In Scandinavian history “Herring Periods” when the herring suddenly became abundant in coastal waters, causing general prosperity, have been a well-known phenomenon since the Middle Ages. They are well documented since the 16th Century:
1556-1589
1660-1680
1747-1809
1877-1906

AB
April 15, 2015 1:13 am

Tropical fish & chips. There, problem solved. 🐠🐠&🍟

flea
April 15, 2015 3:08 am

strange this as a beach fisherman (hobby) the uk has had a very good yr for codling small but in good amounts .it was more to do with over fishing ..the rest of the eu catch and eat young cod and any other fish they get there hands on so stocks have no way of bouncing back ..but I can see it getting better with the new rules in place and being inforced

Dave Ward
April 15, 2015 3:56 am

george e. smith
April 14, 2015 at 12:13 pm
“You’ve got to have paper with ink on it to wrap fish and chips in, so once the nonews is all digital, there will be nothing to wrap fish and chips in.”
Fish and chip shops don’t use newspaper to wrap their products these days, and haven’t for years. The “Elf & Safety” brigade outlawed the practice – concerns about germs and chemicals in the ink, if I remember correctly. Some may still use newsprint for outer wrapping, but not before fresh (bleached?) white paper is used for the first layer…

george e. smith
Reply to  Dave Ward
April 15, 2015 1:51 pm

So just who was the last poor unlucky individual who died from eating fish and chips out of a newspaper ? I grew up on the newswrappings, and I don’t think I even tasted anything funny.
Some busybodies just have far too much time on their hands. We need much more grid lock in WDC, to frustrate the meddlers.

April 15, 2015 7:31 am

philincalifornia April 14, 2015 at 9:41 am
From the BBC report on it:
“The flat fish are really in trouble,” Dr Simpson, a researcher on the study, told BBC News.
“Unless they can change their habitat and diet in the next 20 or 30 years, or adapt to 2 degrees more warming – which is a big ask – then they will decline.”
http://www.bbc.com/news/science-environment-32286800
What a load of fertilizer!
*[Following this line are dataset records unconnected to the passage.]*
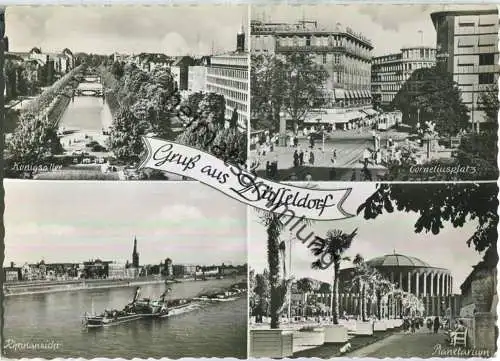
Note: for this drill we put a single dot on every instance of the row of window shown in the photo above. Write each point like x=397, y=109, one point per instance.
x=419, y=53
x=230, y=73
x=234, y=104
x=228, y=82
x=228, y=93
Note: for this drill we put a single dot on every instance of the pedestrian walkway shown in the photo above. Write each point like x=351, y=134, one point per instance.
x=421, y=344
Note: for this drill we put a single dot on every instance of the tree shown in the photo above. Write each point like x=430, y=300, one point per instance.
x=334, y=245
x=437, y=204
x=33, y=140
x=261, y=290
x=278, y=285
x=125, y=136
x=438, y=98
x=325, y=288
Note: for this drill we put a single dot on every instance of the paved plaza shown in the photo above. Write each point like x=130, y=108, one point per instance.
x=421, y=344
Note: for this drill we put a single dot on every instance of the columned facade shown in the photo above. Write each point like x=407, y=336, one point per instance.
x=432, y=285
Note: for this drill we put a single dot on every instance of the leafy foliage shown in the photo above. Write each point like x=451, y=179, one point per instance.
x=490, y=104
x=438, y=98
x=33, y=140
x=438, y=204
x=125, y=135
x=334, y=245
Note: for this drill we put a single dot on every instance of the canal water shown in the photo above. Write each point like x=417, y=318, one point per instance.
x=209, y=330
x=87, y=114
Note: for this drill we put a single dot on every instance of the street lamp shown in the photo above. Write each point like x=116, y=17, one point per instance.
x=290, y=240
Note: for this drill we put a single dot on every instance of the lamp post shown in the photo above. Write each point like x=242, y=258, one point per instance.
x=3, y=45
x=290, y=240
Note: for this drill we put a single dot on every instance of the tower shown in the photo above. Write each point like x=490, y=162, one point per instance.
x=135, y=255
x=240, y=40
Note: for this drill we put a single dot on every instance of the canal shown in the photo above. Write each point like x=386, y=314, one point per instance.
x=83, y=121
x=209, y=330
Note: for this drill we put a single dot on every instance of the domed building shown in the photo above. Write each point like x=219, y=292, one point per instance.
x=432, y=285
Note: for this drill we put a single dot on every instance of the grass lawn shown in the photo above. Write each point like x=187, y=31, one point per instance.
x=327, y=351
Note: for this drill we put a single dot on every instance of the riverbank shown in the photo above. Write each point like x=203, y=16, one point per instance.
x=19, y=290
x=65, y=286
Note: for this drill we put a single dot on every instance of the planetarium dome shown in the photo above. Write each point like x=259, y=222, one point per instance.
x=395, y=260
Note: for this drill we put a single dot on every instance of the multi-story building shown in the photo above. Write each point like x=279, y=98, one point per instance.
x=344, y=54
x=227, y=75
x=467, y=48
x=116, y=271
x=389, y=72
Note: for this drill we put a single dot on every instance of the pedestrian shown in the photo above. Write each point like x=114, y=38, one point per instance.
x=295, y=158
x=333, y=173
x=311, y=158
x=436, y=324
x=274, y=168
x=366, y=156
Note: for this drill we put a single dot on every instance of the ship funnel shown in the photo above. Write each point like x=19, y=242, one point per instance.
x=136, y=295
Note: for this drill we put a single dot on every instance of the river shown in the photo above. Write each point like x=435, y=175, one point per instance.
x=209, y=330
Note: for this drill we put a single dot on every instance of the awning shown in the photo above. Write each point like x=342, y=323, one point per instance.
x=339, y=94
x=352, y=115
x=370, y=111
x=327, y=118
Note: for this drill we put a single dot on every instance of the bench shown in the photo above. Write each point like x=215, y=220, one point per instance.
x=458, y=338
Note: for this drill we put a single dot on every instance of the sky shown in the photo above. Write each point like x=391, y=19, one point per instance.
x=77, y=221
x=386, y=234
x=172, y=30
x=389, y=27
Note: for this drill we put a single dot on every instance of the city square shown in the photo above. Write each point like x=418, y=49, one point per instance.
x=372, y=109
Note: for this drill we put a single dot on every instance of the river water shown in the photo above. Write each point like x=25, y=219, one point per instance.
x=209, y=330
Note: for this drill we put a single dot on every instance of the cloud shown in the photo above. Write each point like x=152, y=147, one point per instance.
x=47, y=230
x=179, y=213
x=174, y=44
x=391, y=17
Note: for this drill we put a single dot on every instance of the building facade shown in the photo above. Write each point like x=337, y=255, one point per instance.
x=431, y=285
x=228, y=75
x=467, y=48
x=196, y=78
x=389, y=72
x=344, y=54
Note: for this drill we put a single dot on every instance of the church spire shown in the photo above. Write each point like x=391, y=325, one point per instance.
x=135, y=254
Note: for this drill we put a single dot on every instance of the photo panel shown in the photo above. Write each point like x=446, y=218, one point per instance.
x=85, y=84
x=409, y=272
x=123, y=270
x=374, y=92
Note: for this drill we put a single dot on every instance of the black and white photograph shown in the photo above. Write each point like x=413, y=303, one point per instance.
x=412, y=275
x=374, y=92
x=123, y=270
x=84, y=84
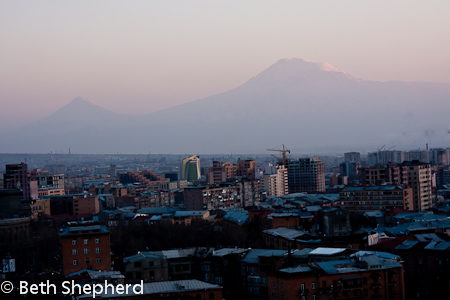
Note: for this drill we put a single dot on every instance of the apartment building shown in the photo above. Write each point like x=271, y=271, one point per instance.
x=85, y=245
x=306, y=175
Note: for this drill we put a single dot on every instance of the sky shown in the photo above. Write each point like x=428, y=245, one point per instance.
x=138, y=57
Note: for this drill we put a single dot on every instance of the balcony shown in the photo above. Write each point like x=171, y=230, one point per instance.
x=326, y=290
x=351, y=286
x=376, y=285
x=303, y=292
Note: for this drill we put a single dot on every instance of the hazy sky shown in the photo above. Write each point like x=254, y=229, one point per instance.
x=137, y=57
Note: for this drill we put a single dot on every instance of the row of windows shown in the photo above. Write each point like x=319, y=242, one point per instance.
x=86, y=251
x=86, y=241
x=87, y=261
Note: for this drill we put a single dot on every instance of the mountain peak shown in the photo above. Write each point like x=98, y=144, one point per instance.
x=295, y=72
x=306, y=65
x=81, y=101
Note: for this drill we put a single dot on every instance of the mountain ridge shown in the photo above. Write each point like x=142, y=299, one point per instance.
x=304, y=104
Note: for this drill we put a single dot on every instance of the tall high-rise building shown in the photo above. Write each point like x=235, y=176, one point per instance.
x=352, y=156
x=306, y=175
x=220, y=172
x=419, y=179
x=275, y=184
x=16, y=177
x=190, y=168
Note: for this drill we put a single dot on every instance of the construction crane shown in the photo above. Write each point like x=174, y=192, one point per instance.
x=284, y=150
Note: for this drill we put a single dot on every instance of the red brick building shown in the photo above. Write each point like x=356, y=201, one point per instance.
x=85, y=245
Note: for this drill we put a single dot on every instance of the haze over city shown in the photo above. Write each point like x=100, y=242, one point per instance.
x=141, y=57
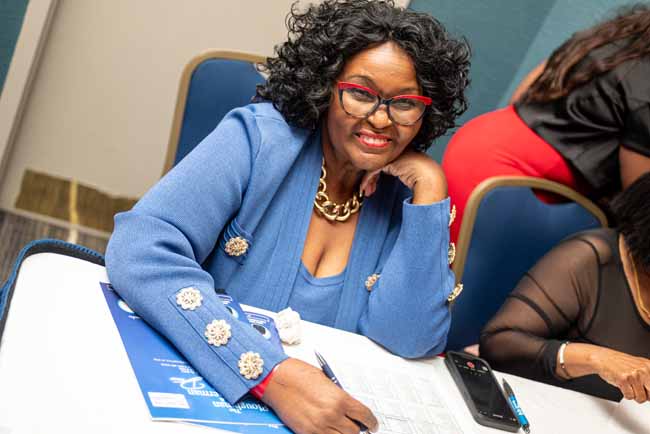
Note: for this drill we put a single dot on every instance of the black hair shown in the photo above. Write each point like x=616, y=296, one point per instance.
x=631, y=209
x=322, y=38
x=569, y=67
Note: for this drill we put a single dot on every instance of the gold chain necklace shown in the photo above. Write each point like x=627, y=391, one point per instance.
x=332, y=211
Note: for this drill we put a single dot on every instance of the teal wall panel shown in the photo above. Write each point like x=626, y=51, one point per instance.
x=508, y=39
x=12, y=13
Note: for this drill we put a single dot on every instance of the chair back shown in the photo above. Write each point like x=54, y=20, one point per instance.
x=212, y=84
x=505, y=230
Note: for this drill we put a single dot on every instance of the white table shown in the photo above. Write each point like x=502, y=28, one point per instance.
x=63, y=367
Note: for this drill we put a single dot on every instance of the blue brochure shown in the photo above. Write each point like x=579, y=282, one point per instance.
x=171, y=387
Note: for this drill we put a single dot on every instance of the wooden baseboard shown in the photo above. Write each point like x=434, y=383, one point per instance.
x=68, y=201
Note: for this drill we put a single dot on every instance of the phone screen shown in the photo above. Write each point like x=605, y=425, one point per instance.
x=483, y=389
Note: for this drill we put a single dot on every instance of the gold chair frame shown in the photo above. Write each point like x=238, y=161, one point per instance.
x=475, y=199
x=183, y=89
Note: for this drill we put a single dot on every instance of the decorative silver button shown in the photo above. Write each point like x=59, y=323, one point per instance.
x=451, y=253
x=452, y=214
x=236, y=246
x=455, y=293
x=251, y=365
x=218, y=332
x=189, y=298
x=371, y=280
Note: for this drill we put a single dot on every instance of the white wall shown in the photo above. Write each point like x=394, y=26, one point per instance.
x=102, y=101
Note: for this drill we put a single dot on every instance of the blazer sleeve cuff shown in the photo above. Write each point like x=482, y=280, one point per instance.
x=230, y=354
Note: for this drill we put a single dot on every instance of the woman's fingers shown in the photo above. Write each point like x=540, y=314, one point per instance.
x=627, y=390
x=640, y=395
x=359, y=412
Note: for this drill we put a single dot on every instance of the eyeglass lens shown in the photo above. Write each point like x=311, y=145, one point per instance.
x=361, y=103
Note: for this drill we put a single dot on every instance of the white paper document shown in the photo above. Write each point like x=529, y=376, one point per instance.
x=403, y=404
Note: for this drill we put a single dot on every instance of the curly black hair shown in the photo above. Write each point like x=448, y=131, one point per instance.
x=632, y=219
x=325, y=36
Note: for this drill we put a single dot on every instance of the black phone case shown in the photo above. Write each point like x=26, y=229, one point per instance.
x=478, y=417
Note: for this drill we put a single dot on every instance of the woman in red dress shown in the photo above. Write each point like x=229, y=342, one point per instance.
x=582, y=118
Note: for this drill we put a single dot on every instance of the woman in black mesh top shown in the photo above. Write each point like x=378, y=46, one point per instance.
x=580, y=318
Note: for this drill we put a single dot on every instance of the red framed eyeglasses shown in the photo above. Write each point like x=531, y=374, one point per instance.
x=361, y=102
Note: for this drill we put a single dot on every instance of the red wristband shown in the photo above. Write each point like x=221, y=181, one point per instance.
x=258, y=391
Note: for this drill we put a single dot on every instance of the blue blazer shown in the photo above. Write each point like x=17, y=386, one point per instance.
x=255, y=177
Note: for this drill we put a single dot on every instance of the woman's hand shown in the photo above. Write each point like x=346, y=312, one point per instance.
x=308, y=402
x=629, y=373
x=418, y=172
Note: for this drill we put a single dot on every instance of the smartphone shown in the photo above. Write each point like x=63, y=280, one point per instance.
x=481, y=391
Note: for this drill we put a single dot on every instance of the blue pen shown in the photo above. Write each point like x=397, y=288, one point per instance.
x=330, y=374
x=515, y=406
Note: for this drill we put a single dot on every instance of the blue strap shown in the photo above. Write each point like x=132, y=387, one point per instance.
x=41, y=246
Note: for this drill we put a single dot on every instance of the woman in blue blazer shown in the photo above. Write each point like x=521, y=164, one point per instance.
x=319, y=197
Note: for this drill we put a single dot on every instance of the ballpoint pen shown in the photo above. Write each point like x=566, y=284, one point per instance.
x=515, y=406
x=330, y=374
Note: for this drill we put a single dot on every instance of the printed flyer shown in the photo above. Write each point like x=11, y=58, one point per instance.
x=171, y=387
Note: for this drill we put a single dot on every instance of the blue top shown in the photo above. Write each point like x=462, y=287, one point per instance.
x=316, y=299
x=255, y=178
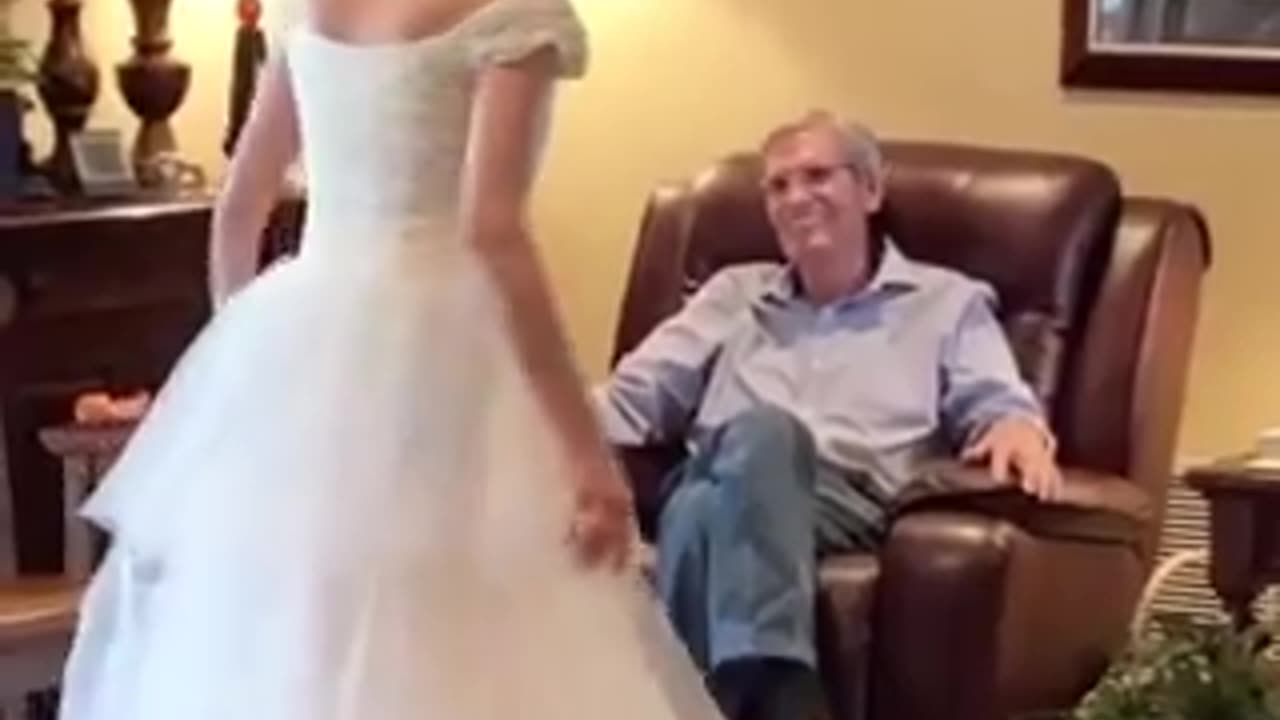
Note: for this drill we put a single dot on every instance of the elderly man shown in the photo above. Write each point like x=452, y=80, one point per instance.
x=807, y=392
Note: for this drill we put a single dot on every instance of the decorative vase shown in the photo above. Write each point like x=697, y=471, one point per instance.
x=68, y=85
x=246, y=62
x=154, y=85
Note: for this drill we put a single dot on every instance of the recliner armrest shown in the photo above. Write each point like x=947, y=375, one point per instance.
x=1093, y=506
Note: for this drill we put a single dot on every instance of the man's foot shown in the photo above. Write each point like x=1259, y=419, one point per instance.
x=768, y=689
x=790, y=691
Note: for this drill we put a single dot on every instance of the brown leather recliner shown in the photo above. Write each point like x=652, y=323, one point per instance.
x=984, y=604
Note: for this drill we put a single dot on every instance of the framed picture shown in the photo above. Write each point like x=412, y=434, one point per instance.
x=101, y=164
x=1176, y=45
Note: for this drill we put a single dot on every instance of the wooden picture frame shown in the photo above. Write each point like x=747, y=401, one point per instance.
x=101, y=164
x=1176, y=64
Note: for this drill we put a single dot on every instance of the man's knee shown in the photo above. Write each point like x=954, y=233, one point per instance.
x=764, y=429
x=686, y=513
x=764, y=447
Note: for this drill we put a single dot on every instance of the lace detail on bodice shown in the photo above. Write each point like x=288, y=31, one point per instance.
x=385, y=126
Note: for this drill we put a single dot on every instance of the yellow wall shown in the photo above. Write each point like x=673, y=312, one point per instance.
x=676, y=82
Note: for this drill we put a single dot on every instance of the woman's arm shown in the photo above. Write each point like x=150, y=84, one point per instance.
x=266, y=146
x=511, y=103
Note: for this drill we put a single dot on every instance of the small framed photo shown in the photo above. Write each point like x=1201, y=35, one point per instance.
x=101, y=163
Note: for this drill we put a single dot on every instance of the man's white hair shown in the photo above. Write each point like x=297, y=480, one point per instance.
x=860, y=146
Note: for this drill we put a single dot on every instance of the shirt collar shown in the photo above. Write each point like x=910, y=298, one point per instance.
x=894, y=273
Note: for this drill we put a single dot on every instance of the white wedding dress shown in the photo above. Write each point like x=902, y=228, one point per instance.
x=344, y=504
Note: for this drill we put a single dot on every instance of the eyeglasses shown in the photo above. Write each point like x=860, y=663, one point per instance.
x=808, y=176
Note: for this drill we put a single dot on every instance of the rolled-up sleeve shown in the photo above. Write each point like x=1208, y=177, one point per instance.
x=981, y=383
x=656, y=390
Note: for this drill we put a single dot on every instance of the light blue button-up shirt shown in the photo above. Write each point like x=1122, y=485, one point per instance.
x=910, y=367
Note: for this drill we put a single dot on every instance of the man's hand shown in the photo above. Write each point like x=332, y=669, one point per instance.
x=1019, y=446
x=603, y=523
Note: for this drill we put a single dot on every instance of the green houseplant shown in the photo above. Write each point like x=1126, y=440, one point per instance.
x=1183, y=668
x=1189, y=670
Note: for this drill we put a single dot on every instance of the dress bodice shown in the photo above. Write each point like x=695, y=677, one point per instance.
x=384, y=126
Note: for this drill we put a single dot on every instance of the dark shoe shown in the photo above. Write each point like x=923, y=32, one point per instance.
x=789, y=691
x=732, y=684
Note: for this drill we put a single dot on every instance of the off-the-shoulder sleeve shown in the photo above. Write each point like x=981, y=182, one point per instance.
x=522, y=27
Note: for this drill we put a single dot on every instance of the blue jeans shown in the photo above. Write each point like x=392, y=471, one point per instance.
x=740, y=537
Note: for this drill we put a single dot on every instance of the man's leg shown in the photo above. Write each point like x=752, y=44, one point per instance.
x=737, y=547
x=846, y=520
x=736, y=552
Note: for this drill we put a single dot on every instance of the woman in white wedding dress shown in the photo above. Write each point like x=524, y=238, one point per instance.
x=373, y=488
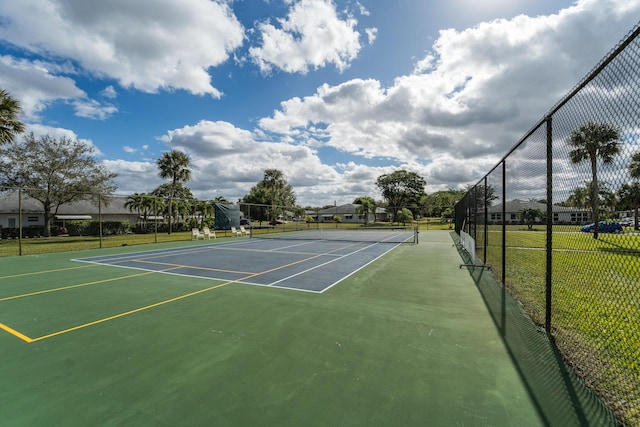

For the last several years we’ve been catching large winter flounder off the NJ coast- in July! We can’t keep them of course, you’re not allowed to keep anything anymore, but catching winter fish in the summer is no indication of warming! There is no shortage of cod down here either, though I can’t speak to the Grand Banks.

Evan Jones
Editor
April 18, 2015 2:39 pm

If fishes were wishes, we’d all go nuts.

Justthinkin
April 20, 2015 4:21 am

Hasn’t anybody learned that if you let the government meddle in anything, it is doomed? They are all just political wh@res, seeking a pension. At least the wh@res on the street give you something for your money! We have a 200 mile territorial limit on the Grand Banks, but we let every Tom,Dick,and Harry in to fish. Stupid, or just stupider? And the greatest and most efficient killers of cod are seals. But can’t kill them, thanks to Euro-weenies. Sometimes I think we should have just let Germany have them all. Sad.